すると、柳くんは少しだけ申し訳なさそうな顔をしながら、私を見てきた。
「すまない、苗字」
「え?」
「お前の言いたいことはもうわかっている。だが、生憎今日は菓子を持ち合わせていないんだ」
さすが柳くん、私が何を言うか予想しちゃったんだ…なんか先に謝るとか柳くんらしいなぁ…
「さぁ、いたずらしていいぞ」
「はぁ?」
思わず、声に出して言ってしまった…いたずらしていいぞって…そんな堂々と言う事なの?
予想外の言葉に思わず戸惑ってしまう。
「苗字が言いたかったのはTrick or Treat……だろう?」
「うん、そうだけど」
「だが俺は菓子を持っていないから苗字に菓子をあげることはできない。Trick…つまりいたずらをされる、という選択肢しか俺にはないだろう?」
またもや柳くんの口から聞こえた予想外の発言に驚くしかなかった。だってこんな展開になるなんて考えるわけないじゃない!
「さぁ、どうする?」
これからいたずらされるのは柳くんなのに、柳くんはとても楽しそうに笑っている。なんなの、これ。今からいたずらするのは私だよ?
私は覚悟を決めた。
「それじゃあ、遠慮なくいたずらしちゃうからね!」
お菓子の入ったバスケットを床に置き、とりあえずどんな人もこれには弱いだろうと思いながら柳くんの脇腹目掛けて手を伸ばすと、柳くんはすっと腕を上げてくれた。おいおい、いたずらされる気満々じゃない…これっていたずらする意味、ある…?
「………………」
「………アレ?」
「フッ、」
「えっ、あれ、なんで効かないの!?」
私が咄嗟に思い付いたいたずらは「柳くんの脇腹をくすぐる事」だった。

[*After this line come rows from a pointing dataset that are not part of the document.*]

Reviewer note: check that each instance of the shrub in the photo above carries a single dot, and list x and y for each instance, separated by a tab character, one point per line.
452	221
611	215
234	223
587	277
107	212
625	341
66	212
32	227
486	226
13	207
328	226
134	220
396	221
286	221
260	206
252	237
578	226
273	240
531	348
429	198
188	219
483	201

大抵の人は弱いのに、アレ、なんでこんなに普通なの?
柳くんってもしかして神経が…
「…苗字、今良からぬ事を考えていただろう」
「!?…っ、そ、そんなことないよ!というか、なんで、普通にしてるの?何ともないの!?」
「残念だったな。俺にくすぐりは効かないぞ」
そんな…!やっぱり柳くんは一筋縄ではいかないのか…
「もう少し考えればよかったな…って…え、柳、くん?」
柳くんの脇腹にあった私の両腕はいつの間にか、柳くんにがっしりと掴まれていた。
柳くんがこの状態のままずいっと押して来るものだからそのまま私も後ずさると、壁にトン、と背中がぶつかってしまった。そして私の両腕は掴まれたまま顔の横に押し付けられた。
「え、柳くん…どうしたの…」
「Trick or Treat?」
「っ、」
柳くんが私の耳元に顔を寄せて囁いてきたものだから、身体がびくりと震えてしまう。
「お、お菓子なら、そこにあるっ…」
「今、苗字の手元にはないだろう?それなら、持っていないのと同じだ」
「ちょっと待って何それ!!意味わかんない…!柳くんが離してくれればあげるよ!」
「フッ、それは残念だ。この手を離す気は毛頭ないからな…お菓子を俺に渡すことは出来ないぞ」
おかしい!!!こんなの、おかしいよ!そしたら私はこのまま、
「苗字にもいたずらしてやらないと…な?」
ほら、やっぱり!
柳くんはいかにも残念そうな感じに言ってるけど、絶対違う!
「さしずめ、先程苗字は俺の神経が麻痺しているとか、鈍いとか、そんなことを考えていたのだろう…違うか?」
「ひ、ぁ、ごめんな、さいっ…!」
「それなら、苗字はどうなんだ?いたずらついでに俺が調べてやろう」
そう言って柳くんは私の耳たぶをねっとりと舐め上げ、かぷりと噛んできた。
「ひぃっ!や、やだ、柳くん!」
「ほう、苗字は耳が敏感なのか」
「や、あっ、」
「苗字の反応が、楽しみだな」
柳くんを探しに来た真田くんが私達を見つけるまで続いた柳くんによるいたずらの内容なんて、口が裂けても言えないのであった。